WINs Cameroon: Comment un réseau de femmes met le genre au cœur de la lutte contre les maladies tropicales négligées
Les maladies tropicales négligées( MTN) frappent en priorité les communautés les plus vulnérables, et au sein de ces communautés, elles s'acharnent sur les femmes et les filles avec une constance que les politiques publiques peinent encore à traduire en actes. WINs, réseau camerounais «Women in Neglected Tropical Diseases » présidé par la professeure Émilienne Epée, a choisi d'en faire un enjeu politique à part entière. C'est ce que donne à lire dans cette analyse Baltazar ATANGANA, expert en genre, inclusion et développement, à partir d'une pratique ancrée dans l'analyse genrée des systèmes de santé et des projets de développement en Afrique.
Des pathologies qui portent l’empreinte du genre
Il y a dans l’appellation même de « maladies tropicales négligées » une ironie amère. Négligées, ces maladies le sont doublement quand on les croise avec la variable du genre. Sur le milliard trois cents millions de personnes que l’Organisation mondiale de la santé estimait encore exposées à au moins une de ces vingt et une pathologies en 2021, les femmes et les filles représentent une majorité silencieuse dont la surexposition ne se réduit pas à une simple arithmétique épidémiologique. La feuille de route de l’OMS pour les maladies tropicales négligées 2021-2030 le reconnaît explicitement, sans pour autant que cette reconnaissance soit toujours traduite en ressources à la hauteur des besoins.
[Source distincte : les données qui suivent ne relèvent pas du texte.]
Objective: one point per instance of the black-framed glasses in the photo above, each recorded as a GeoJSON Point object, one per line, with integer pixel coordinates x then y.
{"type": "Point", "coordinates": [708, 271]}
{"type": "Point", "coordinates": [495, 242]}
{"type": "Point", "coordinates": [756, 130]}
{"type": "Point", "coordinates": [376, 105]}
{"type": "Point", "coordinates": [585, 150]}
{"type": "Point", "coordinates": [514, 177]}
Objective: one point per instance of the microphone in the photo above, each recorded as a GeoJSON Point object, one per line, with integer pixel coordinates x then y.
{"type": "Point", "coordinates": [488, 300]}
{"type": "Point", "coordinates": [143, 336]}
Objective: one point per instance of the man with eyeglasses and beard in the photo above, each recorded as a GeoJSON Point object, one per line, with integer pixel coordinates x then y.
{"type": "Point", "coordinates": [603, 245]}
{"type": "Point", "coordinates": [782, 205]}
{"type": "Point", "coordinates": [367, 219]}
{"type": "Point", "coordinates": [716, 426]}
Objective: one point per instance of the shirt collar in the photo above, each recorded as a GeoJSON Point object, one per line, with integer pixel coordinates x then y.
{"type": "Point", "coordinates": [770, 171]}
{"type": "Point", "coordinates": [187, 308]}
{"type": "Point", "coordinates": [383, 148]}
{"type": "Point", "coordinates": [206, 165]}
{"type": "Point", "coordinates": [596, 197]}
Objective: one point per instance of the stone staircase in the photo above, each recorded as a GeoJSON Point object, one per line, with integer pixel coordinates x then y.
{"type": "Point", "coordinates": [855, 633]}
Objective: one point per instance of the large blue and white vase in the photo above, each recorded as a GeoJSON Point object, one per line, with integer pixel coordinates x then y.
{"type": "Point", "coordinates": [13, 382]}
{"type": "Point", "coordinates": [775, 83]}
La filariose lymphatique illustre ce point avec une clarté brutale. La femme porteuse des vers Wuchereria bancrofti ou Brugia malayi subit les stigmates physiques de la maladie, notamment l’éléphantiasis, avec des conséquences sociales qui débordent largement le cadre médical. Elle est exposée au rejet conjugal, à l’exclusion communautaire, à la perte de ses revenus et à la restriction de sa mobilité. Des études menées dans des contextes aussi différents que le Bangladesh, le Ghana ou le Cameroun montrent que ces femmes internalisent une honte qui les éloigne des centres de santé et compromet l’efficacité des programmes de distribution de médicaments. La fistule obstétricale, intégrée depuis 2017 dans la liste des priorités de la lutte contre les MTN, suit une logique similaire. Elle est la cicatrice d’un accouchement sans assistance qualifiée, mais elle porte aussi le poids d’une exclusion sociale qui peut durer des années.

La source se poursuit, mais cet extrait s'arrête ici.